Trouver l’équilibre entre exigences règlementaires, techniques, de terrain et politiques [...] c’est pour moi une des plus grandes difficultés

La mise en oeuvre de la réglementation participe de ce travail de funambule car il faut faire matcher des objectifs parfois a priori contradictoires. Se tenir à jour est aussi un défi : «  depuis 2006, je ne sais plus combien de réglementations j’ai vues, sans compter les autres lois qui viennent régulièrement impacter notre domaine ». Et pour solutionner un problème d’exécution, il faut se souvenir ou rechercher la règle de droit applicable à l’époque ! 
 

Un métier qui s’éloigne du terrain ?

Les enjeux actuels sont parfois un peu éloignés du terrain. La mutualisation notamment, citée  par un acheteur, est vécue d'abord comme une incitation à générer des économies d’échelle. Mais le Code général des collectivités territoriales (CGCT) se révèle archaïque, et sa réforme ne semble pas à l’ordre du jour. Par exemple, et très concrètement, il faut que chaque collectivité partie délibère ; mais les petites communes rurales tiennent un conseil municipal tous les 3-4 mois et pas aux mêmes dates. Il peut donc se passer beaucoup de temps avant de parvenir à lancer le marché...
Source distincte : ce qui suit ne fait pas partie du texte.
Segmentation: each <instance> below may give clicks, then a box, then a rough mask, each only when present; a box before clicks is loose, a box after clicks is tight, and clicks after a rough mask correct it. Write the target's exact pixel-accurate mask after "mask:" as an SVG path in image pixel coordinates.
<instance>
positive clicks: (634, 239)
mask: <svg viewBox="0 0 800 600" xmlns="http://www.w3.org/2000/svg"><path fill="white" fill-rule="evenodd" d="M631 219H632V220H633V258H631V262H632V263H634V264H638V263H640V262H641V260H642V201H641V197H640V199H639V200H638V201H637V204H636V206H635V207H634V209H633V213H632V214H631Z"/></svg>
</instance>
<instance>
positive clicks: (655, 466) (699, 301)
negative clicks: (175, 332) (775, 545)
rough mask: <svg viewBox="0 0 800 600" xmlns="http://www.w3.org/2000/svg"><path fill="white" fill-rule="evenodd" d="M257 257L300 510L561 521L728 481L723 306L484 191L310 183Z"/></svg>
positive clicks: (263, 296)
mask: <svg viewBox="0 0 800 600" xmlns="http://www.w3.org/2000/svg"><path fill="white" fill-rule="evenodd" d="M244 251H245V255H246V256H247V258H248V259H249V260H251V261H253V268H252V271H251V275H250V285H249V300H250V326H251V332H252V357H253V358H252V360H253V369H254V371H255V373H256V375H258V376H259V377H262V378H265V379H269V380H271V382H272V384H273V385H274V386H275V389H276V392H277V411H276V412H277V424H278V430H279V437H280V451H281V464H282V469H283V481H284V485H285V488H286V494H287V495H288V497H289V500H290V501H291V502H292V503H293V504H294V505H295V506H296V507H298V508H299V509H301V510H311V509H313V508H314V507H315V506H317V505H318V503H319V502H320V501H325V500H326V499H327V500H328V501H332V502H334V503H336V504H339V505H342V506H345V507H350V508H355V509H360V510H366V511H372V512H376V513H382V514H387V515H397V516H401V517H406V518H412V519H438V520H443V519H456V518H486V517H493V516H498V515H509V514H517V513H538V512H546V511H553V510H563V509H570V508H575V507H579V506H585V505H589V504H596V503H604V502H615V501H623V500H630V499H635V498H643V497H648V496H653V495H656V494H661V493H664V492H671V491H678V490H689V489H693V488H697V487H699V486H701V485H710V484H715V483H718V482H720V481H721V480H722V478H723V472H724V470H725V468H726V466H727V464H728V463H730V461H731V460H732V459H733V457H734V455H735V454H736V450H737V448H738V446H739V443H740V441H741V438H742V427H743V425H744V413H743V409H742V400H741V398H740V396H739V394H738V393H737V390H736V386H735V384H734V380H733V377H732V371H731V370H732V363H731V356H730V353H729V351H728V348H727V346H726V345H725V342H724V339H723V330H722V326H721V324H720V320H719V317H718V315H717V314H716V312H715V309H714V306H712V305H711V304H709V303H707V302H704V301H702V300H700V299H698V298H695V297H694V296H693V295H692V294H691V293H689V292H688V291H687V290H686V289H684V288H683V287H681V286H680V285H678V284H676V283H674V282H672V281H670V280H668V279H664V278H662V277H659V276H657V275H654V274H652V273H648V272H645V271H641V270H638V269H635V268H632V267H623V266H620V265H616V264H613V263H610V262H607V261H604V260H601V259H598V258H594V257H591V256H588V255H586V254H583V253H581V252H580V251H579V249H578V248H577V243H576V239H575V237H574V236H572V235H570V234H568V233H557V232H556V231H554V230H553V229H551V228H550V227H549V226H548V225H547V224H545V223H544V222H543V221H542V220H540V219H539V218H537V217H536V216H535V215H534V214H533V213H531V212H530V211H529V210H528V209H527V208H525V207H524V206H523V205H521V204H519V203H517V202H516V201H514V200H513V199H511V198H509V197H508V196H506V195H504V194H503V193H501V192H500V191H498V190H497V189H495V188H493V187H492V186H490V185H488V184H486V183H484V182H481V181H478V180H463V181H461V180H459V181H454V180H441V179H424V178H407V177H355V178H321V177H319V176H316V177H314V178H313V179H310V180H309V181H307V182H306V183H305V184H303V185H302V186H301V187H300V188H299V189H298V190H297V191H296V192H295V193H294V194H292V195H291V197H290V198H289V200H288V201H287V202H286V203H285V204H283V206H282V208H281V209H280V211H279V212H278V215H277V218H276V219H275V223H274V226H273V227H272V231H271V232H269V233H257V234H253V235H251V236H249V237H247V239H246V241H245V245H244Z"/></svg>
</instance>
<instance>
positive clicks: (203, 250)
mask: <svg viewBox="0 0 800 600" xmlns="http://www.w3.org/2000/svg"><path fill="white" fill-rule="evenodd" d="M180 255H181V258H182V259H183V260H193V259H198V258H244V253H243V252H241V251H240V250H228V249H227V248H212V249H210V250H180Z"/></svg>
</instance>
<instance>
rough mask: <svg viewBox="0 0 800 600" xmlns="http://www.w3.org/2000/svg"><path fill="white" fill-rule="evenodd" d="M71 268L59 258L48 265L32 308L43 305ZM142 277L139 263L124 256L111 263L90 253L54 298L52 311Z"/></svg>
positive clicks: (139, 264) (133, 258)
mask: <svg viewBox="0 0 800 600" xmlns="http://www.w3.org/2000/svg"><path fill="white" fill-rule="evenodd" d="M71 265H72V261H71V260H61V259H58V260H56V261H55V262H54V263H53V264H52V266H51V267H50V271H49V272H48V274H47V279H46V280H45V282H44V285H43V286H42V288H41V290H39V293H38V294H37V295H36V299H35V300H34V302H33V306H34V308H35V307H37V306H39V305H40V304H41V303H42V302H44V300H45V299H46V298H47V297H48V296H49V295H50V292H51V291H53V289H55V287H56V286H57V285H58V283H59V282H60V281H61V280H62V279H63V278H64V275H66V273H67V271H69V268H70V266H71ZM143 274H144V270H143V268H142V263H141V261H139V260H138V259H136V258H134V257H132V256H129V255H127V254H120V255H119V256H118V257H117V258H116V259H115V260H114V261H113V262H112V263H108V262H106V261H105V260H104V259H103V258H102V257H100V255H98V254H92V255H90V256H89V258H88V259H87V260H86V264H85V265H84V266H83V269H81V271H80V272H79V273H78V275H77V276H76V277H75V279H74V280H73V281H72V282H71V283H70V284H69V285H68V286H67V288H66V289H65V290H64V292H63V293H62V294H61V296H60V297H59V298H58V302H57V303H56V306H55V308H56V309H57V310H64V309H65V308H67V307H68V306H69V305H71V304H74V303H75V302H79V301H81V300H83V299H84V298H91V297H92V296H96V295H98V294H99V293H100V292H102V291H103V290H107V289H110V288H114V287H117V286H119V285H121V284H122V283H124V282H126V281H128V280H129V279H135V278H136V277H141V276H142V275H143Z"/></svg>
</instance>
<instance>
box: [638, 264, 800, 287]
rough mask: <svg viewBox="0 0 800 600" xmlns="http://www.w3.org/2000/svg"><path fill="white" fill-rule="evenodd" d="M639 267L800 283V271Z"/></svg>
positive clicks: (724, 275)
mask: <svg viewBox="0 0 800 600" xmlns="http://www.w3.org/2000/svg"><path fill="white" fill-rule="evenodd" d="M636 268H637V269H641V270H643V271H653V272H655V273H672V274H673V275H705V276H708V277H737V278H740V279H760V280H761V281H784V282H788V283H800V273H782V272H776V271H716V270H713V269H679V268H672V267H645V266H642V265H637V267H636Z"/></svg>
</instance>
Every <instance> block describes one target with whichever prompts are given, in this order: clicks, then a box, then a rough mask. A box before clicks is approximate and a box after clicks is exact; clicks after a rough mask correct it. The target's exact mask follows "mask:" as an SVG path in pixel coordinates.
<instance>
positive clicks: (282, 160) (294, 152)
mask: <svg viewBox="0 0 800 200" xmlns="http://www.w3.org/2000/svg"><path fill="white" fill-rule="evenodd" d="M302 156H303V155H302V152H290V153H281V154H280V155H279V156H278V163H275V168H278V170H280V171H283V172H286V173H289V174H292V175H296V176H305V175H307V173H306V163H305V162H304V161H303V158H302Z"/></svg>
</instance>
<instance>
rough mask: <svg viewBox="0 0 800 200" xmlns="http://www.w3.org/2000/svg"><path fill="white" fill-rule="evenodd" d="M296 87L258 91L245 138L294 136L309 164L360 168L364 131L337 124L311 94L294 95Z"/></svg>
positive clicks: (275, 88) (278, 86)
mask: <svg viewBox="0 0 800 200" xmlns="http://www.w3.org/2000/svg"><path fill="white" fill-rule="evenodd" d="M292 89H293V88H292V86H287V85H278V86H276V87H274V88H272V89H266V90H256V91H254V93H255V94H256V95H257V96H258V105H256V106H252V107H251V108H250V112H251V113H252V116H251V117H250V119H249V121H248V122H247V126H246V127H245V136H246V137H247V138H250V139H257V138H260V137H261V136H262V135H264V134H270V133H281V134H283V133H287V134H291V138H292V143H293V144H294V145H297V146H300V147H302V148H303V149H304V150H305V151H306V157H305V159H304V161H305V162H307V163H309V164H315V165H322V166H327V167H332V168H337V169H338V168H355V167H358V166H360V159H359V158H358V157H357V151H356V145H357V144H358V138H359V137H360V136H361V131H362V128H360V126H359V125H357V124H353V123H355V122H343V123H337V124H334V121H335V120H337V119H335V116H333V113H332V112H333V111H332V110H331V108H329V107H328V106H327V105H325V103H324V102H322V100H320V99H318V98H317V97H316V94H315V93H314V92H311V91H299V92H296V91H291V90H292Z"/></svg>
Plus les achats sont mutualisés, plus il est difficile d’avoir un lien direct avec les services prescripteurs et les fournisseurs

Cet éloignement du terrain entraîne d’autres contraintes pratiques. « Plus les achats sont mutualisés, plus il est difficile d’entretenir des liens directs avec les services prescripteurs et les fournisseurs. Lorsque l’on travaille au niveau de sa structure, on se connaît tous » explique un acheteur.  Ainsi, lorsque l’acheteur lance des marchés pour la collectivité pour laquelle il travaille, il connaît la personnalité et le mode de fonctionnement de ses collègues et des services prescripteurs. Cela permet d’opérer un premier filtre sur les informations transmises... et parfois les réactions. Conséquence en chaîne, cet autre acheteur reconnaît demander plus d’écrits. Il explique aussi devoir user de plus de pédagogie et multiplier les échanges en amont, car il ne connaît plus aussi bien ses interlocuteurs.